Most of the participants experienced a decrease in suicidal thinking, and seven achieved complete remission of suicidal thoughts at the end of the treatment period. Of those seven, two maintained remission from both suicidal thinking and depression symptoms throughout the follow-up period.
While there were no serious adverse events at either dose and no major differences in side effects between the two dosage levels, additional studies in larger groups of patients are required before any conclusions can be drawn.
“In order to qualify for this study, patients had to have suicidal thinking for at least three months, along with persistent depression, so the fact that they experienced any reduction in suicidal thinking, let alone remission, is very exciting,” Ionescu said.
“We studied only intravenous ketamine, but this result opens the possibility for studying oral and intranasal doses, which may ease administration for patients in suicidal crises,” she said.

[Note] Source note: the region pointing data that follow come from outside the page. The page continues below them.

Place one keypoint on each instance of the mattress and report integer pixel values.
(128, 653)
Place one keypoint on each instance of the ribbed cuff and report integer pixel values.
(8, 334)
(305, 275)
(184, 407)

One main limitation of the study was that all participants knew they were receiving ketamine, Ionescu said, but the team is finishing up a placebo-controlled study for which they hope to have results soon.
“Looking toward the future, studies that aim to understand the mechanism by which ketamine and its metabolites work for people with suicidal thinking and depression may help us discover areas of the brain to target with new, even better, therapeutic drugs,” Ionescu said.
Support for the study includes National Center for Advancing Translational Science grant 8UL1 TR000170-05 to the Harvard Clinical and Translational Science Center.